R - Cette décision, prise à la veille d'une conférence de presse des syndicats de salariés et d'étudiants contre le CPE témoigne d'une panique au sein du gouvernement. Dominique de Villepin a peur de voir se lever un grand mouvement de contestation contre ce dispositif qui va précariser encore plus notre jeunesse. C'est la crainte du " syndrôme Balladur ", qui avait dû reculer face aux manifestations contre le CIP. Mais il fallait y penser avant? Dans cette affaire Dominique de Villepin s'est engagé dans une fuite en avant dans l'espoir de court-circuiter tout le monde. Dans la perspective de la présidentielle de 2007, il veut faire croire qu'il agit contre le chômage et surtout ne pas laisser d'espace à Nicolas Sarkozy. Du coup, rien n'a été négocié avec les syndicats alors que la loi Fillon impose un dialogue social préalable à toute mesure importante. Après s'être assis sur le dialogue social, le premier ministre considère le parlement comme son paillasson.
Q - Quelle riposte envisagez-vous à l'Assemblée ?
R - La fuite en avant du gouvernement nous contraint à nous adapter dans l'urgence. Nous nous rendrons aujourd'hui à la commission des affaires sociales car nous sommes contre la politique de la chaise vide puis nous aviserons. D'ores et déjà le gouvernement peut s'attendre à une opposition résolue de notre part. Car son procédé est absolument scandaleux. Alors que la semaine dernière, le président UMP de l'Assemblée Jean-Louis Debré s'est plaint du trop grand nombre de textes soumis en urgence au parlement, le gouvernement banalise la procédure pour chacun de ses projets de loi et n'hésite pas à bouleverser une nouvelle fois l'ordre du jour. Cela témoigne d'un mépris total pour la représentation nationale et à travers elle des Français.
Q - Récusez-vous toute évolution du code du travail, même pour lutter contre le chômage des jeunes ?

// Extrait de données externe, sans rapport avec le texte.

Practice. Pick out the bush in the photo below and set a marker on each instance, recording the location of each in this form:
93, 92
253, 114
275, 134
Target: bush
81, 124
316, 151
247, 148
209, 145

R - On travaille à des évolutions mais dans une logique de donnant-donnant qui permettrait de combiner souplesse et protections nouvelles. Ce n'est absolument pas le cas du CPE. Ce n'est pas pour rien si tous les syndicats, sans exception, se joignent à la contestation. Je rappelle de surcroît, que le contrat nouvelles embauches devait faire l'objet d'une évaluation avant toute extension. Or l'évaluation n'a pas eu lieu et le gouvernement vient d'étendre le CNE aux jeunes. Son but est de tuer le CDI.